Cleaning and decorating the house. I am absolutely not the kind of person who is any good at interior decorating or anything like that. I also don’t like cleaning. I clean because I can’t stand dirt and mess, but I’m not exactly a clean freak. Over the years, I have gotten a lot of criticism from my ex (who wasn’t that neat himself), his ethnic community, and various conservative Muslims for my evidently low levels of interest in such womanly pastimes.
Prayer, reciting the Quran, dhikr (preferably alone, in the privacy of your own home). Yes, I did plenty of all three.
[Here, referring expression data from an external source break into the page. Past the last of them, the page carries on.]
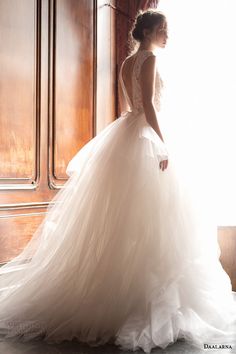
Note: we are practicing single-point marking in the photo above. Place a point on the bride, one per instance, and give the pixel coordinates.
(123, 255)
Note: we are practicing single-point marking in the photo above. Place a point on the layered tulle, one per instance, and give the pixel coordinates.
(124, 254)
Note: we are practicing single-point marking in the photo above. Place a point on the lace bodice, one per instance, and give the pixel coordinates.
(141, 56)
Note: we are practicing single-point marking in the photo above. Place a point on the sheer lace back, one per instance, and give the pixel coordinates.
(136, 98)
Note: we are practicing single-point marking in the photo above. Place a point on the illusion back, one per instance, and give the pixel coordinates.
(135, 102)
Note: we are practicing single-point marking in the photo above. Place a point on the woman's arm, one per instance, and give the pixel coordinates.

But dare I say it—this is no substitute for having one’s own interests or hobbies.
To conclude: I did manage to hang onto a few interests, but lost most of them for a number of complex reasons. In the process, I lost parts of myself. I lost a sense of my own identity, apart from being someone’s wife, someone’s mother, and trying to fit into this highly restrictive mold of True Muslim Womanhood that wasn’t really me at all. I couldn’t fit the mold no matter how much I tried. So, trying to get into the “approved pastimes” turned out to be an exercise in reinforcing my internal sense of inadequacy. The mold wasn’t me, so there must be something deeply wrong with me. That was the message that I internalized, and it is with me to this day.
I am not sure how to go about finding me again, or if it’s even possible after all this time. But I am working on it, bit by bit.